13. Similarly, on the disallowance of the exemption on dividend income, the assessee under cover of its letters dated March 15 and 18, 2013 has produced certificates of confirmation from the mutual funds to the effect that dividend distribution tax has been paid. The assessing officer was apprised of the fact that in a similar situation for Assessment Year 2011-12, the claim of the assessee was allowed upon the production of confirmations from the mutual funds. Prima facie there was sufficient material before the assessing officer to indicate that the mutual funds which are registered with SEBI fall within the purview of Section 10(23D) and the assessee was entitled to an exemption under Section 10(35A).

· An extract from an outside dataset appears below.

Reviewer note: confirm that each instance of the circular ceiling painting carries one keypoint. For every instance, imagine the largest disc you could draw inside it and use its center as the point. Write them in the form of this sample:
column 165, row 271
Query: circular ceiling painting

14. Consequently, the assessee has made out a strong prima facie case for a stay of the recovery of the demand in respect of the aforesaid three items viz.; (i) Disallowance of broken period interest; (ii) Disallowance of amortization of premium, and (iii) Disallowance of exemption on dividend income from the mutual fund units. The recovery of the demand on these three heads has to be stayed in view of a strong prima facie case being made out. The balance due and payable by the assessee would work out to Rs.159.49 crores. The assessee has under cover of its letter dated 28 March 2013 paid an amount of Rs.100 crores under protest.
15. On these facts and for the reasons we have adduced earlier, we hold that the action of the department in adjusting the refunds due to the assessee in the amount of Rs.49.56 crores for Assessment Year 2008-09 and Rs.518.30 crores for Assessment Year 2009-10 was contrary to law. To recapitulate, the impugned order accepts the position that the assessee is covered by the decision of the Commissioner of Income-tax (Appeals) and hence directs that the assessee shall not be treated as assessee in default while at the same time making an adjustment of the refund.
16. In the circumstances, we are of the view that the interests of justice would be served if the department is permitted to make an adjustment to an extent of Rs.60 crores. The balance which is refundable, for Assessment Years 2008-09 and 2009-10 shall be refunded together with interest as admissible in accordance with law within a period of three weeks from the date on which an authenticated copy of this order is produced on the record.
17. Rule is made absolute in the aforesaid terms. There shall be no order as to cases.